Spdx-Java-Library
Spdx-Java-Library copied to clipboard
Use Unicode Properties in regex normalization license expressions
From the discussion on implementers call on 29 Oct., we could use Unicode properties in the regular expressions to simplify and possible speed up the license matching algorithms.
Reference: https://en.wikipedia.org/wiki/Unicode_character_property
Also from the call, note that
- regular expression character class is different from Unicode character class, so implementation in regex should notice the differences
- each major JDK version is tied to a specific Unicode version (Java 11-Unicode 10, Java 17-Unicode 13, Java 21-Unicode 15), and as there are new characters being added to new versions of Unicode (and they are assigned to character classes) it means that it is possible that the same regex may match one string on one JVM version but does not match it on another JVM version
Specifically for Java, the Unicode Support section of the java.util.regex.Pattern JavaDoc is very handy in finding out how to match Unicode input text.

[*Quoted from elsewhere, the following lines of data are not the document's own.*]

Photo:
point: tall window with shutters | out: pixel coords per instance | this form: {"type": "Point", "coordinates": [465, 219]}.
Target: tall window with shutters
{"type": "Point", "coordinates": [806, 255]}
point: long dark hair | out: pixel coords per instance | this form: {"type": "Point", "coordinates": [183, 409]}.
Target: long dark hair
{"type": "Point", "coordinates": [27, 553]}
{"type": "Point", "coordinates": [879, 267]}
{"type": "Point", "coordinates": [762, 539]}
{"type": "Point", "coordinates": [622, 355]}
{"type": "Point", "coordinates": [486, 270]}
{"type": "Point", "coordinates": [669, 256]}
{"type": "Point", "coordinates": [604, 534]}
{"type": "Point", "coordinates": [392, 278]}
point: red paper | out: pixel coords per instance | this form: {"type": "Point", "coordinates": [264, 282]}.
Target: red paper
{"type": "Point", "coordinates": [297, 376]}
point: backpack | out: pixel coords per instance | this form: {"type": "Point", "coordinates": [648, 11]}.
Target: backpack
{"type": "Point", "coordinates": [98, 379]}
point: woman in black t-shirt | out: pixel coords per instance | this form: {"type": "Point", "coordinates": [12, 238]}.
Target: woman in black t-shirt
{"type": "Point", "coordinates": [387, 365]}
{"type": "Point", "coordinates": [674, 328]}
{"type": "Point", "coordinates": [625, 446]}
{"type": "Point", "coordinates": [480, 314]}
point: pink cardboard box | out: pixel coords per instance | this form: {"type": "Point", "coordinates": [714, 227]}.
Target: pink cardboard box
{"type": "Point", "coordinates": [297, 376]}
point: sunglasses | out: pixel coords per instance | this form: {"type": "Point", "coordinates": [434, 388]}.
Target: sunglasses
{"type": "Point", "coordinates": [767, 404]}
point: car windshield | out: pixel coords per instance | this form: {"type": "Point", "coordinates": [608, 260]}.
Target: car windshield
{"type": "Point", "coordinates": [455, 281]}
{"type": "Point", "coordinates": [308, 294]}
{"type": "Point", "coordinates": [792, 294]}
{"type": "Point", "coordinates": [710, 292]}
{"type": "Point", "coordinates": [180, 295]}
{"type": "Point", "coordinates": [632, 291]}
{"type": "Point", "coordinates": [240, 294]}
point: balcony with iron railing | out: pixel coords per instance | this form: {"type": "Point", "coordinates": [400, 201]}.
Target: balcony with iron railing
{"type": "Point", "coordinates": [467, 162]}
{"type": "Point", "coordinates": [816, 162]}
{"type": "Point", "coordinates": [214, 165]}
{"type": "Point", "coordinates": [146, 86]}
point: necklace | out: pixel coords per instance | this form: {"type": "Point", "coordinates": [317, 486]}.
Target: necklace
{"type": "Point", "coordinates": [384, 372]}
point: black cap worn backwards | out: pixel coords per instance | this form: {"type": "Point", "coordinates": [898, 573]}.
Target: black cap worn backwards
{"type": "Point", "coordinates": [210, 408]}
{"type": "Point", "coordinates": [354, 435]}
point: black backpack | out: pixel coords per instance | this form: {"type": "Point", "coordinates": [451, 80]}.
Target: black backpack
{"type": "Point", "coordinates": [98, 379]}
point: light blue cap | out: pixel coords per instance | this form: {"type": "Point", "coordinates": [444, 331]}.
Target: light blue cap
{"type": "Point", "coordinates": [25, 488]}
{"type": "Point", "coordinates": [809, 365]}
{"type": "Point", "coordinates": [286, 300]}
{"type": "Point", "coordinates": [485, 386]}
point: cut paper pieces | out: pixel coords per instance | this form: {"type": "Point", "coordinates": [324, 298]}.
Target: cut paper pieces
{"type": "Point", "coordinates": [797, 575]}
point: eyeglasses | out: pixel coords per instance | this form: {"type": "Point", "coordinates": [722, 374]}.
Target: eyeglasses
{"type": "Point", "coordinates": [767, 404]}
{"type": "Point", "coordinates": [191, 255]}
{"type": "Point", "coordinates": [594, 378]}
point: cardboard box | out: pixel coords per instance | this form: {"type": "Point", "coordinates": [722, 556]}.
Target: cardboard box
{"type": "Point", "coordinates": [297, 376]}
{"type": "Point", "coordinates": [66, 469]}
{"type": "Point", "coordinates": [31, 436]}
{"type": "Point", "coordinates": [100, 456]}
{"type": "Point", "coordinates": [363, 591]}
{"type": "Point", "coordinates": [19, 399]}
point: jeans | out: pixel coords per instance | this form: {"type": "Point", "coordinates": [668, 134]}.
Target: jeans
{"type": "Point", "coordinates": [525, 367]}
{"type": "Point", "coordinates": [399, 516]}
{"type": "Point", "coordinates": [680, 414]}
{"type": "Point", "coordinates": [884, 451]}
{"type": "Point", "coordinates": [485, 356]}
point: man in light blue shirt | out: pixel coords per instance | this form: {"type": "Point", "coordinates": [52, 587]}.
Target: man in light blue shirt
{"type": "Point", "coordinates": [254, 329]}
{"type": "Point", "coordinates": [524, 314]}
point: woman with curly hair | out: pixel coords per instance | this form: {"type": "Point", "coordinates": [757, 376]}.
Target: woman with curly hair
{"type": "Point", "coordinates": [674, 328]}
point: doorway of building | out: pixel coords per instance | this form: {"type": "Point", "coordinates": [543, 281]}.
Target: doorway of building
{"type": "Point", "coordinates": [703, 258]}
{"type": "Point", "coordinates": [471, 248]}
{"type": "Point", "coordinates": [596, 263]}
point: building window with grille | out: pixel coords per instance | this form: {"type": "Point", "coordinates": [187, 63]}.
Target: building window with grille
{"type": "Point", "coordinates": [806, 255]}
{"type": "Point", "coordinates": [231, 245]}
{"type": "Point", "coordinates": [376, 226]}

In my experience, enabling "Unicode mode" (the (?U) inline flag or UNICODE_CHARACTER_CLASS programmatic flag), then using POSIX character classes can cause confusion. For example, these two regexes give different results for the input text "+":
[\p{Punct}]
(?U:[\p{Punct}])
(the first regex matches, the second one doesn't, because the character + is not considered punctuation in Unicode - instead it's categorised as a math symbol)
For that reason I tend to leave Unicode mode disabled, and instead build composite character classes using the explicit Unicode category support in the JVM's regex engine:
[\p{Punct}\p{IsPunctuation}] # This matches both ASCII punctuation (which includes "+") and Unicode punctuation (which does not include "+", but does include many other characters that are not ASCII punctuation)
Regardless of which method is chosen, for comprehensibility I'd encourage regex-heavy code like Spdx-Java-Library to pick one method (either Unicode character classes enabled, or not), then use it consistently everywhere. In my experience mixing and matching whether Unicode support is enabled or not is basically guaranteed to result in difficult-to-find bugs, since it changes the semantics of regexes in non-obvious ways.